Слышались два чужих голоса — один мягкий и доверительный, чистосердечная доверительность словно окутывала его мягким облаком, другой голос был легким, подвижным и звучал непринужденно. Урсула прислушивалась растерянно, напряженно, напрочь забыв о занятиях. Она все время вслушивалась в звук голосов, почти пропуская мимо ушей смысл беседы.

Первый из говоривших был ее дядя Том. Она узнала это наивное чистосердечие, как щитом укрывающее жестокое и яростное страдание. Но кому принадлежит второй из голосов? Чей голос так бегл и непринужден и в то же время так горячит кровь? Казалось, он торопит, подталкивает ее вперед, этот голос.

— Я вас помню, — говорил этот молодой голос. — Я запомнил вас сразу, как только увидел, запомнил темные глаза и какая вы красивая.

Миссис Брэнгуэн засмеялась, смущенная, довольная.

— А вы были такой кудрявый мальчик, — сказала она.

— Правда? Ну да, они же так гордились моими кудрями. Смех замер, перейдя в молчание.

— Вы, помнится, были очень воспитанным мальчиком, — сказал отец.

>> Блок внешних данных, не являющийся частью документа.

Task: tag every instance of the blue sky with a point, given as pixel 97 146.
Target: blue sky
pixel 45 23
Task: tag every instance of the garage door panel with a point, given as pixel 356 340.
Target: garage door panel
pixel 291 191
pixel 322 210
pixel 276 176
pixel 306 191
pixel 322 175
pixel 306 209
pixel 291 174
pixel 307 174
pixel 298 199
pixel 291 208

— Да, конечно! Должно быть, я приглашал вас заночевать у нас? Я вечно предлагал гостям остаться на ночь. Думаю, я ставил этим маму в трудное положение.

Все дружно засмеялись. Урсула поднялась. Пора было пойти туда.

Лязгнула дверная защелка, и все оглянулись. Девушка замерла в дверях, охваченная жестоким смущением. Ей предстояло стать красивой. Теперь же, стоя в дверях, чуть ссутулившись, не зная, куда деть руки, она казалась мило-неуклюжей. Ее темные волосы были убраны назад, желто-карие глаза поблескивали, ни к кому не обращаясь. Позади нее в гостиной горела лампа, мягко освещая книги на столе.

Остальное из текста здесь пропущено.